We have a case where the deceased left a Will with residue on standard discretionary Trust.
The Trustees have exercised their power of appointment under the Trust within two years of death to appoint the assets to be held upon life interest for the surviving spouse and then to the son as the remainderman.
We are in the process of registering the Trust with the HMRC TRS, but are unsure who to name as the Settlor and whether the commencement date should be the date of death or the date of the subsequent Deed of Appointment.
The TRS guidance refers specifically to Deeds of Variation and states that if a Trust is created by variation, then the variation itself will be the Trust instrument and the person who effected the variation will be the Settlor. We are unclear whether this would also extend to the current scenario with a discretionary will trust, or whether it is different because the deceased’s Will originally created the Trust and it is simply an appointment out of that existing Trust.
Any thoughts and guidance would be greatly appreciated!
A variation which creates a trust is a new trust for TRS and has to be registered as well as the one it varies. It may even entail the notifiable “closure” of the original.
A discretionary trust envisages that appointments of income and capital will be made in future. The kind of appointment you describe is just a typical example of the operation of the original trusts and need not be registered separately. There is no change in the identity of the settlor or beneficiaries needing to be disclosed in the original registration and often there will not be a change in the trustees (though any such change would itself have to be reported by way of updating the original).
A DT often allows the trustees to create an entirely new trust and transfer all or part of the trust fund to the new trustees, who confusingly may even be themselves! This has caused contentious issues especially for CGT. This is unlikely to involve a change of settlor, it may or may not involve a change of trustees or beneficiaries. For CGT reasons the creation of the new trust will dry often be structured as a sub-trust of the original and if so probably only changes of trustees or beneficiaries in relation to the original trust will need reporting.
The CGT concept of trustees creating a separate settlement, or not, is not covered at all in HMRC guidance, largely because those who framed the TRS were self-evidently ignorant of most of the technicalities of trust law or couldn’t care less. It is AML law, which is draconian and as subtle as, so say the Aussies, a dead crow in a bucket of milk.
The reasonable presumption with a DT is that once it is registered it will only need its details updated for changes and eventually when it is “closed” (all monies and assets fully distributed).

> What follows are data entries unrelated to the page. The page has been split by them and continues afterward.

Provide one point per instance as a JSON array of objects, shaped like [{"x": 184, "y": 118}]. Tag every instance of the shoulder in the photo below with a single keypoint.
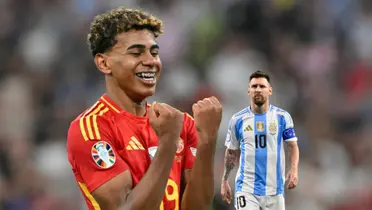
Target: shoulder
[
  {"x": 240, "y": 115},
  {"x": 280, "y": 111},
  {"x": 92, "y": 124}
]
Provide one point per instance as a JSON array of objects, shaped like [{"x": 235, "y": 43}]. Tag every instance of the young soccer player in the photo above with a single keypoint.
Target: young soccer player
[{"x": 126, "y": 154}]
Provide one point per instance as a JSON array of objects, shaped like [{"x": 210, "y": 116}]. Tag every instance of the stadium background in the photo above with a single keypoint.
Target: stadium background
[{"x": 319, "y": 53}]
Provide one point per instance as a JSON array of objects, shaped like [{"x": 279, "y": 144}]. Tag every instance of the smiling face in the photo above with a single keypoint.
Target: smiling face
[
  {"x": 259, "y": 90},
  {"x": 133, "y": 63}
]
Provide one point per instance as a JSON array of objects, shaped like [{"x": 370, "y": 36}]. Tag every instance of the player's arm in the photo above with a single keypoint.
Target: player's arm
[
  {"x": 290, "y": 138},
  {"x": 117, "y": 193},
  {"x": 199, "y": 190},
  {"x": 111, "y": 185},
  {"x": 232, "y": 152},
  {"x": 294, "y": 154},
  {"x": 231, "y": 159}
]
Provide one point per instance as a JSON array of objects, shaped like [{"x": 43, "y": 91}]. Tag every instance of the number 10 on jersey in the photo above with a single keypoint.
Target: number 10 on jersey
[{"x": 260, "y": 141}]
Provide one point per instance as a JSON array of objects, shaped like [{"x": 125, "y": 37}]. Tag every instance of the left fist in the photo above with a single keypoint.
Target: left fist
[{"x": 207, "y": 114}]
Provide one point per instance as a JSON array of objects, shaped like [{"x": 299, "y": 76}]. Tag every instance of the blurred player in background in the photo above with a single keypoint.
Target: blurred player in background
[
  {"x": 256, "y": 134},
  {"x": 126, "y": 154}
]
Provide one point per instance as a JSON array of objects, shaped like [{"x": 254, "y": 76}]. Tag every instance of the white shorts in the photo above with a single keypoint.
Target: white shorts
[{"x": 249, "y": 201}]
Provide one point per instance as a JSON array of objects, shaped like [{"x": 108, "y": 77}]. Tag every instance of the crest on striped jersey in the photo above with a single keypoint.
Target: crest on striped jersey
[{"x": 103, "y": 154}]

Following up on Jack’s latest post, even if the appointment is onto new trusts, I believe s.81 IHTA 1984 will apply even for TRS purposes, so that the testator remains the “settlor”.
Paul Saunders FCIB TEP
Independent Trust Consultant
Providing support and advice to fellow professionals
I have to disagree with Paul. Yes s81 will apply for IHT but TRS legislation is AML not tax or even trust law. Ordinary principles of statutory and subordinate legislation apply and this surely cannot extend to s81 which for IHT purposes alone expatiates on the peculiar IHT definition of a settlement and:
1 deems a situation to occur that would otherwise almost certainly not be the position in trust law
2 may well be contrary to the CGT position ( what is and is not “settled property”) which cannot strictly apply but may do so only because the separate settlement cases are based on a trust law analysis which might also be valid for TRS because the meaning of “trust” therein might be accorded a technical meaning. On which point the TRS SI is silent.